Gourley joined four fellow Wasilla musicians: his best friend Zach Carothers and the three members of band Nice Guy Eddie (Dewey Helpaus, Joe Simon, and Nick Simon), to form punk band Anatomy of a Ghost in 2002. They toured across the country and released their album Evanesce in October 2003 on Fearless Records.

In the spring of 2003, Gourley recorded vocals for the song "Motelroom.Grandpiano" with the band Fear Before on their first album, Odd How People Shake. The members of Anatomy of a Ghost wanted to pursue their own ideas, however, so the band split up in May 2004. Gourley and bassist Carothers formed Portugal. The Man.

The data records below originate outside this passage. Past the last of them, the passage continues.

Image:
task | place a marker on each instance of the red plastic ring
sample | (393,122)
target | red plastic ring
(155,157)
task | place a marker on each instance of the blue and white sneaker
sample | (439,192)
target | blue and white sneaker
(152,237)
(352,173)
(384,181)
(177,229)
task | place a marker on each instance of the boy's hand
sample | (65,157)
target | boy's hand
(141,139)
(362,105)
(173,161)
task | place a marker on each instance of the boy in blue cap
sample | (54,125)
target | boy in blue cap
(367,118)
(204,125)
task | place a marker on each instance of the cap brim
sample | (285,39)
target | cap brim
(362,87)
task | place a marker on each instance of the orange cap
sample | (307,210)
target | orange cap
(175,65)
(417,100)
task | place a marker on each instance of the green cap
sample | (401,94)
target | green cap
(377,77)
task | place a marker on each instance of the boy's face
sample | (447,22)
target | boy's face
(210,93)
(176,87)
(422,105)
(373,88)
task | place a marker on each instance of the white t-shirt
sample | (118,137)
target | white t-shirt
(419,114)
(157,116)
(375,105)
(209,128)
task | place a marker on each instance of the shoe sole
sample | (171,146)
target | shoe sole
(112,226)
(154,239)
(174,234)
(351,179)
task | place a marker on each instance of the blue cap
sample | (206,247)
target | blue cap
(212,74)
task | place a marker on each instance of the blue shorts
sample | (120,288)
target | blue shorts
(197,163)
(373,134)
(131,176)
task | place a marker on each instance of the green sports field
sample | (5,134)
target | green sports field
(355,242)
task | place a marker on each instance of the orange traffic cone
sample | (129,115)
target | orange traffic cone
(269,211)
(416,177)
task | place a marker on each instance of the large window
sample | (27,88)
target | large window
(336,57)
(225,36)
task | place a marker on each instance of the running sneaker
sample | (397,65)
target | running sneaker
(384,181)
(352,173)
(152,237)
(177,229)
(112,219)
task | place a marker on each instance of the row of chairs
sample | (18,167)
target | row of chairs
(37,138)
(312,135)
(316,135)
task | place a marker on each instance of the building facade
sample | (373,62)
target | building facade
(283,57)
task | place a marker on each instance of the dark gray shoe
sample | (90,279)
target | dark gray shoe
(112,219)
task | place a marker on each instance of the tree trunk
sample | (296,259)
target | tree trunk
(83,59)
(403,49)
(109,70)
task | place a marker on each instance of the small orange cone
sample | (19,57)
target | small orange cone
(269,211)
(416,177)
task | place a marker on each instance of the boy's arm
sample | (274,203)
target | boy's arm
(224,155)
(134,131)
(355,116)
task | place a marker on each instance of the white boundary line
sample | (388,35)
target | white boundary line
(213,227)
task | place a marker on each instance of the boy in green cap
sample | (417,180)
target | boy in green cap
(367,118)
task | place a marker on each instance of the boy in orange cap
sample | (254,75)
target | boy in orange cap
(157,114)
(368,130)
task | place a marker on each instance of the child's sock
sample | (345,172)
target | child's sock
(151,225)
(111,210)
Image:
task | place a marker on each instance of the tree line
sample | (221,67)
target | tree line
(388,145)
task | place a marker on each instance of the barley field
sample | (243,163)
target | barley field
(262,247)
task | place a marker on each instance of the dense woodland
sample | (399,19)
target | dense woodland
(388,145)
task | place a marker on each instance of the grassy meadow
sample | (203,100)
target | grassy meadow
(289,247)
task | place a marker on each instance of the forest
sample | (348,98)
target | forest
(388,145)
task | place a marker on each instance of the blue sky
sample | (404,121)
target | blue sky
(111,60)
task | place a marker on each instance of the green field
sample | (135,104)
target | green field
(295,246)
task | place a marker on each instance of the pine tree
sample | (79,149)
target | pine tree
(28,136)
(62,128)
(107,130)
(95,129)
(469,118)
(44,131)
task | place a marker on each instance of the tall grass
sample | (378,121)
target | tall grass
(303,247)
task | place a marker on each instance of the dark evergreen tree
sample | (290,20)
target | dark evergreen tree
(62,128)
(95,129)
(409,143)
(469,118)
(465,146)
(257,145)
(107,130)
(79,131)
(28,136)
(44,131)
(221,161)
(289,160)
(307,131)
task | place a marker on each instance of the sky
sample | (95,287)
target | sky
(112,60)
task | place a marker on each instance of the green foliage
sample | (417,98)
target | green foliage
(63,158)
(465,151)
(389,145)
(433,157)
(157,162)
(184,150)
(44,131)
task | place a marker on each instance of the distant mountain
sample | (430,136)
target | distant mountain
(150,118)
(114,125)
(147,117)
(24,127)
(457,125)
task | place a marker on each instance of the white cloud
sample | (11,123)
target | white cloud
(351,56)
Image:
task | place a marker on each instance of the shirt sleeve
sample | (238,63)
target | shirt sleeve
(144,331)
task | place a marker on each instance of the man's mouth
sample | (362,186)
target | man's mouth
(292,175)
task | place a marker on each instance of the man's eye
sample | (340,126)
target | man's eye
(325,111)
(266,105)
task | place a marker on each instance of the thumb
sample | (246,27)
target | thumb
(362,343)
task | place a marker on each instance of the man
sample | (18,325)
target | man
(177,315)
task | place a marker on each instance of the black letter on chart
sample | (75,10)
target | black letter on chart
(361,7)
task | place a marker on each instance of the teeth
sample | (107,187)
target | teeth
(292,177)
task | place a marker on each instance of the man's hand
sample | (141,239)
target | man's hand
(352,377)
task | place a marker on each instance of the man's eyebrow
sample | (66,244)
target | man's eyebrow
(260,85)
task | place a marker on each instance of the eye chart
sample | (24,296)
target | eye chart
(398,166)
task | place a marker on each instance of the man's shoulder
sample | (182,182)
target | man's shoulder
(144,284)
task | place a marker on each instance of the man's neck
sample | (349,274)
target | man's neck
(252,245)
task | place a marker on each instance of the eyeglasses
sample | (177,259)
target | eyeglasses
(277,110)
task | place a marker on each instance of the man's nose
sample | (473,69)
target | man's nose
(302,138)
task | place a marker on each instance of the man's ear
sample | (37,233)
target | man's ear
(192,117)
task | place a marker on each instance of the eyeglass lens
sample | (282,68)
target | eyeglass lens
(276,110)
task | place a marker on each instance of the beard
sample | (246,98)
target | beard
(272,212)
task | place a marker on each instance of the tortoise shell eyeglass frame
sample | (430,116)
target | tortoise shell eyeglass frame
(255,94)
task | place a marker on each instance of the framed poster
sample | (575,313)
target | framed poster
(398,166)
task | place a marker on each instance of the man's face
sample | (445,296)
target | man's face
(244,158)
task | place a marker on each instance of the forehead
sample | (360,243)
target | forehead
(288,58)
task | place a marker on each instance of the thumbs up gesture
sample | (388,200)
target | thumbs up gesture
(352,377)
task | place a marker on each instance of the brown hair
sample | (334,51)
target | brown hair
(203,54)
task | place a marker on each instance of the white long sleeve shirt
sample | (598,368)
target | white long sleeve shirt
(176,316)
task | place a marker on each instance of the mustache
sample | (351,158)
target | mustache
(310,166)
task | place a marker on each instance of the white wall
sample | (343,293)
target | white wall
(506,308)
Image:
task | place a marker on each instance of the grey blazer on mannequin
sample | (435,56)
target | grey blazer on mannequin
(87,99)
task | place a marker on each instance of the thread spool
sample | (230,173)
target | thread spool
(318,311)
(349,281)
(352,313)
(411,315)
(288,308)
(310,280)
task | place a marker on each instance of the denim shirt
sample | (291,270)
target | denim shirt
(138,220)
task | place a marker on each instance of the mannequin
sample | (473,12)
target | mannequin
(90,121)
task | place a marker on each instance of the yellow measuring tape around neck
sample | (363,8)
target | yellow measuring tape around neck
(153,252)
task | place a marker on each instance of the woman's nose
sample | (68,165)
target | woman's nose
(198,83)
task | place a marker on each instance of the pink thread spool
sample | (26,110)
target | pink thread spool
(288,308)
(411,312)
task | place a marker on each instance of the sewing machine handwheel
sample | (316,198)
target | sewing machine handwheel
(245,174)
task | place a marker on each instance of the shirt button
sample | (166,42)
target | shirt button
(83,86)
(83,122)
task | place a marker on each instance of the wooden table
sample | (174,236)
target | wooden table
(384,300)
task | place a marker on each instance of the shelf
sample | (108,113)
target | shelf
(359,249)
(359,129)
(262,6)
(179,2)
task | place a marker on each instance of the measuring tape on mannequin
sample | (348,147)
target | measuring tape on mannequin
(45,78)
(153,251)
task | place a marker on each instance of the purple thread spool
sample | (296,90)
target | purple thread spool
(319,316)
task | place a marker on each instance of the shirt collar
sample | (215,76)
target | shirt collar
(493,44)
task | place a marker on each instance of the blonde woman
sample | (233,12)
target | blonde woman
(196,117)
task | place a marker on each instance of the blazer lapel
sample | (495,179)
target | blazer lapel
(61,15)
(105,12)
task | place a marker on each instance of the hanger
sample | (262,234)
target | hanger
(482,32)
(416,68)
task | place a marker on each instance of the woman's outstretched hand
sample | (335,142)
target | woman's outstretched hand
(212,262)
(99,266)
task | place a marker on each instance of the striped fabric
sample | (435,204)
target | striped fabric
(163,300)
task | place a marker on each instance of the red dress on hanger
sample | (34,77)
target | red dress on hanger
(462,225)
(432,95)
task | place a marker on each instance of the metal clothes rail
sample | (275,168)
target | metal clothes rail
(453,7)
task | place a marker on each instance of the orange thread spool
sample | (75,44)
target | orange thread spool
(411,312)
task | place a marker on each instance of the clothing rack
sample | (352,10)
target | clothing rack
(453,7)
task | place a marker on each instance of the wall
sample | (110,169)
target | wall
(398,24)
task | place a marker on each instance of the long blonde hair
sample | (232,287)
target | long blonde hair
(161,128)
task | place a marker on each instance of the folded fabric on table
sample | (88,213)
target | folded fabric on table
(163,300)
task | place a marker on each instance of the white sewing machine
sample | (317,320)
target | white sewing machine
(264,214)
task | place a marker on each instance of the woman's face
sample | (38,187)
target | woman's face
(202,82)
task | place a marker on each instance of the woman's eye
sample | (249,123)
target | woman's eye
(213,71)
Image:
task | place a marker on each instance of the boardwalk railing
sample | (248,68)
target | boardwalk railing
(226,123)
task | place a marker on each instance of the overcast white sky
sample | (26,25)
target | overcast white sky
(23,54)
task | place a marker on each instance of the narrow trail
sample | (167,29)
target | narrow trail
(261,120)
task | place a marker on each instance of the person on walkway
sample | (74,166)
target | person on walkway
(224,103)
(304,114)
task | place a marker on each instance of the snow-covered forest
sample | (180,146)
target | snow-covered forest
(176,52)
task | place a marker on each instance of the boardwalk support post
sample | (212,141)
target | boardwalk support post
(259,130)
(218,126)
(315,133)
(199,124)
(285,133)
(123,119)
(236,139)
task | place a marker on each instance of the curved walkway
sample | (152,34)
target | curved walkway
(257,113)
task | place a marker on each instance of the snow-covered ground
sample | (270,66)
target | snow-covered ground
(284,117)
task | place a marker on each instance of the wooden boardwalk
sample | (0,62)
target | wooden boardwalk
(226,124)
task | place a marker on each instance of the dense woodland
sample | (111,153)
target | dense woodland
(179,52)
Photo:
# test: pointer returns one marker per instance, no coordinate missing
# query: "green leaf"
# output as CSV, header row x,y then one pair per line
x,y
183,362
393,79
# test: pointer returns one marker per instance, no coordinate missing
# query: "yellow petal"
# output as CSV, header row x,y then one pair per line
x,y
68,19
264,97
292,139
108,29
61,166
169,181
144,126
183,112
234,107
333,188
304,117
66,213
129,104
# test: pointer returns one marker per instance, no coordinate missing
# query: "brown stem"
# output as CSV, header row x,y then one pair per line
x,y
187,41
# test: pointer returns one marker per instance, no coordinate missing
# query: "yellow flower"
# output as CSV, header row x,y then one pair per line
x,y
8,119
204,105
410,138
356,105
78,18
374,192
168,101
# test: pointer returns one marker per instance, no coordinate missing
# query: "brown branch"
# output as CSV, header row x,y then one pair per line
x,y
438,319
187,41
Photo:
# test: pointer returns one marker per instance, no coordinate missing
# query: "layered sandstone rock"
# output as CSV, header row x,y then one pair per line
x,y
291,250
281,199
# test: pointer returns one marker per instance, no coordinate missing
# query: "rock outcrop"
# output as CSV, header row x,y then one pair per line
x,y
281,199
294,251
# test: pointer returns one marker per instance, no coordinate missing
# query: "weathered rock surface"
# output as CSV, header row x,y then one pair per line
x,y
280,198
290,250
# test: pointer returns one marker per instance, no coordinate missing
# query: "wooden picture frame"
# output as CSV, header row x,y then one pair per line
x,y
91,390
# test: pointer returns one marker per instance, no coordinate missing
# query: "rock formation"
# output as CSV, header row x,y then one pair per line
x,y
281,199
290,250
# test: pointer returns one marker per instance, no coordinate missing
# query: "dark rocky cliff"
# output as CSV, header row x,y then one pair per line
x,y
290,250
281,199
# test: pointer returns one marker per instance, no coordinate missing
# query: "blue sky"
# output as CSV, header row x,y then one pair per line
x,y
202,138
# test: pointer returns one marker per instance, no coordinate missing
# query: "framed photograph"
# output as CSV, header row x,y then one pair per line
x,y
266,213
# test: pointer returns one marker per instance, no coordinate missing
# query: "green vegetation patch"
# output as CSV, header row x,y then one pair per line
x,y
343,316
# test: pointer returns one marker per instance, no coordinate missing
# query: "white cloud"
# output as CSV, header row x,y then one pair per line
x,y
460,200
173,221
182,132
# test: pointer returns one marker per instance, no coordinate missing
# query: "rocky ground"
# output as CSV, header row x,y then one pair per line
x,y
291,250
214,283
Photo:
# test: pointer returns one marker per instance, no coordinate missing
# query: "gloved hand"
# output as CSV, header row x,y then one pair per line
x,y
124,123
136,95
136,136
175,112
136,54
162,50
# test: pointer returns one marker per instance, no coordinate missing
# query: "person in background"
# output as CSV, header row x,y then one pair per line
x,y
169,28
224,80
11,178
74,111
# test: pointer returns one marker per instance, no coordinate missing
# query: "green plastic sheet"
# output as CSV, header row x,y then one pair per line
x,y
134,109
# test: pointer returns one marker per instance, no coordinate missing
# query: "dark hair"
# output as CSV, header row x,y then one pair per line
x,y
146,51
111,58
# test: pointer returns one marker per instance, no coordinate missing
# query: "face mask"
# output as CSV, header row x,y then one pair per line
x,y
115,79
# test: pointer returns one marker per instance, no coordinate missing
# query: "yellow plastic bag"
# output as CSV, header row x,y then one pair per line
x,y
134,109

Gourley has fronted Portugal. The Man since, and is the only continuous member in the band since bassist Zach Carothers departed in 2024. His wife, Zoe, has been a member since 2008 as a backing vocalist and percussionist. At the 60th Annual Grammy Awards in 2018, the band won the Best Pop Duo/Group Performance Grammy for their song "Feel It Still", which got to number four on the Billboard Hot 100 and topped the Hot Rock & Alternative Songs.

== Personal life ==
Gourley and longtime partner and bandmate Zoe Manville have a daughter born in 2011, who is afflicted with a very rare neurodegenerative disease. The disease is an extremely rare genetic mutation of the DHDDS gene, which at the time of her diagnoses in 2021 had only around 70 known people diagnosed worldwide.